The above model trained on Drone Dataset is pushed to the HuggingFace Model hub.

Let’s look at the inference code to test our model.

Getting the colors for the color palette that we will be using to draw the classified segmentation on the image.

As we saw earlier, loading the pre-trained model is very easy with HuggingFace.

And that’s it. We did it! Pat your back, you trained a transformer model all on your own!

We implemented a Semantic Segmentation model based on Transformer which has given state-of-the-art results in multiple tasks. We also saw how the architecture was designed taking into consideration each aspect of the problem. The hierarchical design helps propagate features at multiple scales. The MLP decoder helps speed up the forward pass which significantly improves the FPS of the model. We also tried HuggingFace which makes it so very easy to train and try Transformer based models.

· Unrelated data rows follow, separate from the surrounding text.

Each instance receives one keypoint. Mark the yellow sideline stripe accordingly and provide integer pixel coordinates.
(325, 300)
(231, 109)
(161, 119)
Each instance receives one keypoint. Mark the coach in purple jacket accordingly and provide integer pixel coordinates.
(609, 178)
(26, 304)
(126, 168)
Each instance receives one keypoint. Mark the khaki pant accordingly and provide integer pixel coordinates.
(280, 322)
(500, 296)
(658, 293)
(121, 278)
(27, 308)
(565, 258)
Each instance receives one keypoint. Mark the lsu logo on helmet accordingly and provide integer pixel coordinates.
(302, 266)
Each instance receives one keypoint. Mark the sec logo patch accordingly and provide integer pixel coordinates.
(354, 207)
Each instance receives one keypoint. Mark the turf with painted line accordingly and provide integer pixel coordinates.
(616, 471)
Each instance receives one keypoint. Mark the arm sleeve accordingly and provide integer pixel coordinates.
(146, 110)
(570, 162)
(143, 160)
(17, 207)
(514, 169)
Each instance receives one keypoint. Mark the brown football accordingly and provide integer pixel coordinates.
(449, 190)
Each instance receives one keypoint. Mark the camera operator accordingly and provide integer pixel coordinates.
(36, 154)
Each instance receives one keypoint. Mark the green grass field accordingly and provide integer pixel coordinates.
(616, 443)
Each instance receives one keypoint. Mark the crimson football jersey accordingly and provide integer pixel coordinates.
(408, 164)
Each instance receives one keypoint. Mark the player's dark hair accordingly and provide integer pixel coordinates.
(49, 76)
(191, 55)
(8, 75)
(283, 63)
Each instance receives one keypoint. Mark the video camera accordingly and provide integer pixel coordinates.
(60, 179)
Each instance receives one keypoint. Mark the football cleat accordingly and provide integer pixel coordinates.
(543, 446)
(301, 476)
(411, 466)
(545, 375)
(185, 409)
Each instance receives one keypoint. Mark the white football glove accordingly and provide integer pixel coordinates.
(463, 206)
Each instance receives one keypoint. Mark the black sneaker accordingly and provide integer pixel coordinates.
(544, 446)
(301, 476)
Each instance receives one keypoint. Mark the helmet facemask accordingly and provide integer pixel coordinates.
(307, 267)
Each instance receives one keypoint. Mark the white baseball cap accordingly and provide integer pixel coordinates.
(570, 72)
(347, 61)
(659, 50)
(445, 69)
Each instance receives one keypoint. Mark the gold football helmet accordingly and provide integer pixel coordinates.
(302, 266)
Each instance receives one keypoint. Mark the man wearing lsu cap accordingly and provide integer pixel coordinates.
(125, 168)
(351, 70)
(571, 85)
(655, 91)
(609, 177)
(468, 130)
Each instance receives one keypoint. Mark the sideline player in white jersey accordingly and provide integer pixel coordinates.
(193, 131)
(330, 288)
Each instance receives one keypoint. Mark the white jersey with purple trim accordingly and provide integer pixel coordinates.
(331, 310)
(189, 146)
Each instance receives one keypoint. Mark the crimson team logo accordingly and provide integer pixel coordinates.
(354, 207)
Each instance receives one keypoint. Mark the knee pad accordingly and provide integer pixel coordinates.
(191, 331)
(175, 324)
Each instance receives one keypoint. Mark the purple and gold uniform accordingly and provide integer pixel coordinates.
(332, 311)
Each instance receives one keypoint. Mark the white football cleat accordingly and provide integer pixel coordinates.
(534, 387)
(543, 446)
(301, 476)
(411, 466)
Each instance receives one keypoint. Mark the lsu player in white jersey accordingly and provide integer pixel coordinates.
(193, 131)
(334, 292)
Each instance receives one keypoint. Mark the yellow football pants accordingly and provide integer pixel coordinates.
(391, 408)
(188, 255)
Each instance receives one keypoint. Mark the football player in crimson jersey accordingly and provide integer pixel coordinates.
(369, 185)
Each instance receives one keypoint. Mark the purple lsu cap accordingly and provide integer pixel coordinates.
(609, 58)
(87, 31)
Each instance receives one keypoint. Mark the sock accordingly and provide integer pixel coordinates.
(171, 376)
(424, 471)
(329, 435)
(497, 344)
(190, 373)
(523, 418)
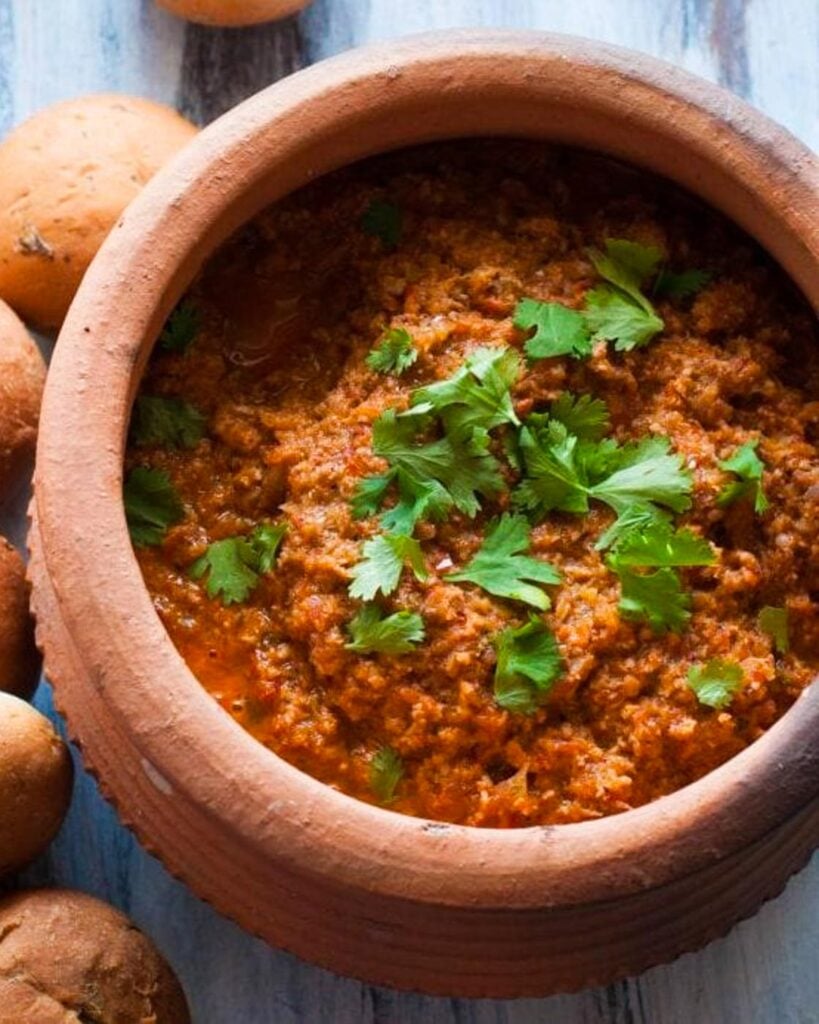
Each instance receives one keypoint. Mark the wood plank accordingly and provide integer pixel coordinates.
(765, 971)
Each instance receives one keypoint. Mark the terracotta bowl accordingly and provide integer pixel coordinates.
(365, 891)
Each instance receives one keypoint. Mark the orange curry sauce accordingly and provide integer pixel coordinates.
(289, 311)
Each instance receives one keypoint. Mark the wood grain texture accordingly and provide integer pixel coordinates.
(765, 972)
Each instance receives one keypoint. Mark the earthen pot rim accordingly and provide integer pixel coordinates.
(365, 101)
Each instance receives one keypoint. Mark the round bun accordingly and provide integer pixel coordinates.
(19, 659)
(22, 380)
(36, 775)
(66, 950)
(66, 176)
(229, 13)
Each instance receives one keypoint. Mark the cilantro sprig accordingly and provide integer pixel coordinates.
(380, 569)
(233, 565)
(747, 469)
(617, 310)
(180, 329)
(152, 505)
(383, 220)
(528, 665)
(502, 566)
(717, 682)
(373, 632)
(774, 622)
(558, 330)
(438, 451)
(170, 422)
(658, 597)
(564, 471)
(394, 353)
(386, 771)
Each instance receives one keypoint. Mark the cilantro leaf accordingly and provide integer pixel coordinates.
(266, 540)
(394, 352)
(680, 286)
(477, 395)
(386, 770)
(635, 517)
(383, 220)
(612, 315)
(646, 472)
(502, 567)
(528, 665)
(180, 329)
(383, 561)
(558, 330)
(657, 598)
(370, 494)
(582, 415)
(228, 565)
(454, 469)
(564, 471)
(234, 564)
(658, 545)
(716, 682)
(774, 622)
(746, 465)
(628, 265)
(555, 477)
(167, 421)
(417, 500)
(152, 505)
(396, 634)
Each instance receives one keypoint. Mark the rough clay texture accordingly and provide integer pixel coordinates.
(19, 659)
(230, 13)
(66, 176)
(65, 952)
(379, 895)
(22, 380)
(36, 777)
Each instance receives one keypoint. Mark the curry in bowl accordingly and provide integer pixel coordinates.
(478, 481)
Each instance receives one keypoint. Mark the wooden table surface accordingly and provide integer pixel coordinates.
(765, 972)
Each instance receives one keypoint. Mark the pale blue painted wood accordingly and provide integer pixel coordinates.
(766, 971)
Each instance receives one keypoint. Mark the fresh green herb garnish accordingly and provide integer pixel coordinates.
(612, 316)
(371, 631)
(383, 220)
(658, 545)
(582, 415)
(503, 568)
(618, 310)
(394, 352)
(634, 518)
(657, 598)
(180, 329)
(167, 421)
(716, 682)
(628, 265)
(152, 505)
(383, 561)
(746, 465)
(558, 330)
(564, 471)
(386, 770)
(680, 286)
(528, 665)
(774, 622)
(234, 564)
(477, 396)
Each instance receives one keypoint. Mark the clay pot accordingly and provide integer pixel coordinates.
(361, 890)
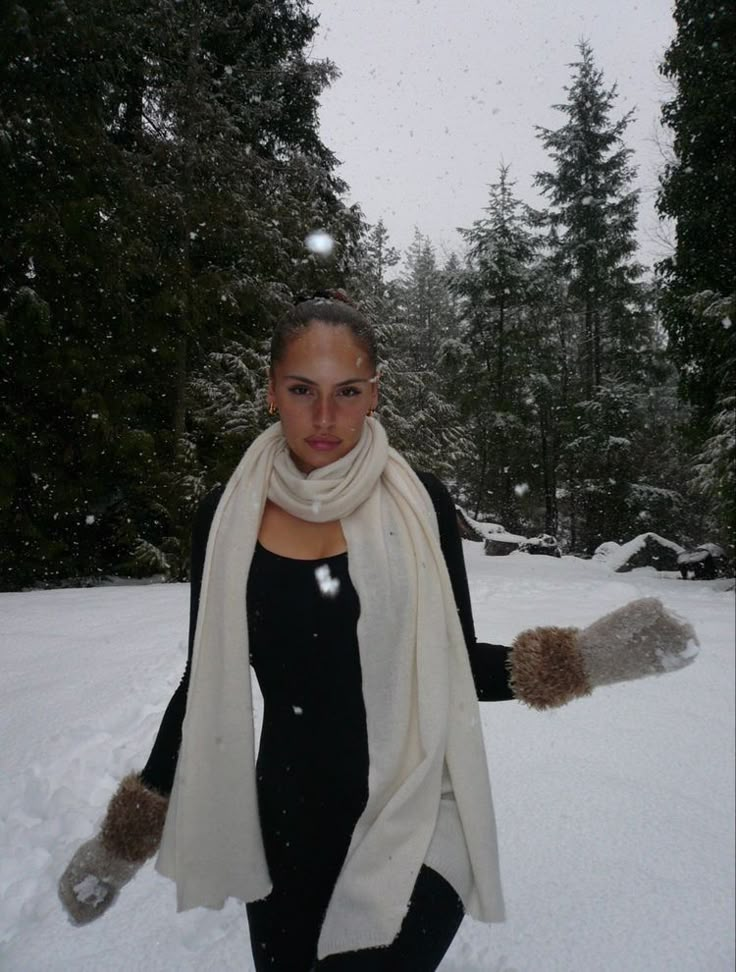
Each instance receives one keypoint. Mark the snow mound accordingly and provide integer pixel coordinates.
(620, 556)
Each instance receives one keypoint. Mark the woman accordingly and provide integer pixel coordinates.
(365, 829)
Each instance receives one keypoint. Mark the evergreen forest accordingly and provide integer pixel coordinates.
(161, 166)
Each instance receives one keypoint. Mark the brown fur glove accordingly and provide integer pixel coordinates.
(551, 666)
(130, 834)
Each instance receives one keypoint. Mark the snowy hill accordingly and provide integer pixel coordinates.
(615, 814)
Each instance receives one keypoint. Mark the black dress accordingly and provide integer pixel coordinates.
(312, 765)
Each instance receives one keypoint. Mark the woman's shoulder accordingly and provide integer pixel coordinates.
(438, 492)
(205, 511)
(434, 486)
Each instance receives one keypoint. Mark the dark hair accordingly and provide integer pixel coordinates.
(327, 307)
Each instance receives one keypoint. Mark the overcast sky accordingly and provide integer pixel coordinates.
(434, 94)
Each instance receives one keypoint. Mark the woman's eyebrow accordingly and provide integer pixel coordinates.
(347, 381)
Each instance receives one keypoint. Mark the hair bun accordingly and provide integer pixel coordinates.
(318, 295)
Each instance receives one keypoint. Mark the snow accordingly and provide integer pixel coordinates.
(615, 813)
(614, 555)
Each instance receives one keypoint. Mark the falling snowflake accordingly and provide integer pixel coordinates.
(328, 585)
(320, 243)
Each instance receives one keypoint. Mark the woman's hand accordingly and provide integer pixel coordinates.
(130, 834)
(550, 666)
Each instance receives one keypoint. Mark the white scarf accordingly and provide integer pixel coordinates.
(421, 709)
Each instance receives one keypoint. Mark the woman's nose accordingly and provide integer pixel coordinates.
(324, 411)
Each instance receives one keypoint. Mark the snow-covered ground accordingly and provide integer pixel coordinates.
(615, 814)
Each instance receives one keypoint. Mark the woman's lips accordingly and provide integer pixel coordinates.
(322, 444)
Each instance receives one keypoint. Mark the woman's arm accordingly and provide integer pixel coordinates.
(488, 663)
(158, 773)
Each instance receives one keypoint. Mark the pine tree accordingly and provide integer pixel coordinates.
(153, 204)
(698, 189)
(593, 213)
(416, 407)
(495, 287)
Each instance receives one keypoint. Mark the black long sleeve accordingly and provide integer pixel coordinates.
(488, 662)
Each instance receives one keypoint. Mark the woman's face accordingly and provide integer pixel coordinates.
(323, 386)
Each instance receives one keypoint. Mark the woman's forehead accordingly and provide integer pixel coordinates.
(325, 348)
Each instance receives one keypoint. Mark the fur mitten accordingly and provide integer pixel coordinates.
(130, 834)
(551, 666)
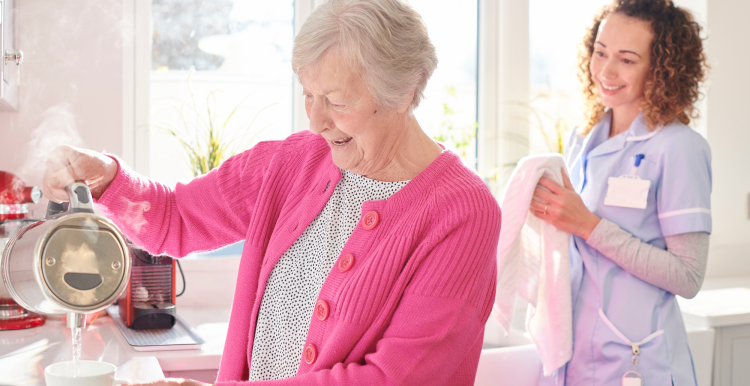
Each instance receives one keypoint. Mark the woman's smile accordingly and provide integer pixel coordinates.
(609, 89)
(341, 142)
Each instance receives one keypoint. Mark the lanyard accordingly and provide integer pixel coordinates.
(634, 345)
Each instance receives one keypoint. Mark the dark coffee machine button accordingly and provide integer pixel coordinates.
(83, 194)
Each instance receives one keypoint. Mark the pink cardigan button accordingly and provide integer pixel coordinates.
(310, 353)
(322, 309)
(371, 220)
(346, 262)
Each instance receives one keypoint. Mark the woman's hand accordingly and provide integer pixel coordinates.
(171, 382)
(67, 164)
(562, 207)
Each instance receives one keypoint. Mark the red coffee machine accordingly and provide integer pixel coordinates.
(149, 301)
(15, 198)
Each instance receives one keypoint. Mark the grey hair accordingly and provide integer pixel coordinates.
(385, 40)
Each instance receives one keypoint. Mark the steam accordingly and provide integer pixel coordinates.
(132, 217)
(58, 128)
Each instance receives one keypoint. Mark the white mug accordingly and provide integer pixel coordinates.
(81, 373)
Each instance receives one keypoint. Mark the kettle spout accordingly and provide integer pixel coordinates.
(76, 320)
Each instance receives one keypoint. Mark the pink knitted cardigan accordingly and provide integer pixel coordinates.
(411, 309)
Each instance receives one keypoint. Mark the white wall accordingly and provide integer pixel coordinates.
(73, 56)
(729, 136)
(72, 70)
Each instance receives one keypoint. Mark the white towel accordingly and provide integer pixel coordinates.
(533, 261)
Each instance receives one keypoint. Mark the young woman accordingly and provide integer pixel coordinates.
(638, 199)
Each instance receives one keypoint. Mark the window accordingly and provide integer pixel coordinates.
(449, 110)
(555, 29)
(236, 55)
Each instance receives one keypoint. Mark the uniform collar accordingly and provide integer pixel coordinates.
(638, 130)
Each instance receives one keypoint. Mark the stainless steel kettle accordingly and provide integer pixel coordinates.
(73, 262)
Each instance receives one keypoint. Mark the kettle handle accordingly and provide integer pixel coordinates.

I hope you take something away from the blog. Please do try out the colab notebook and share your experiences in the comments below.

Add a comment

Related posts:

Is it right to charge for private courses to prospect students struggling to get admission to grad school?

In the world of social media where everyone you follow or watch videos make you want to believe that they are giving you information for your benefit. Until , you reach the end of the video to know…

How to learn things fast without going crazy

As people who work in the tech industry, we often need to learn new technologies for our work. With time I found myself struggling with the same points over and over again: 1.The Tutorial Hell — with…

You Said Applied Research?

Here are 10 ways to stay up-to-date. “You Said Applied Research?” is published by Bilal Zaiter.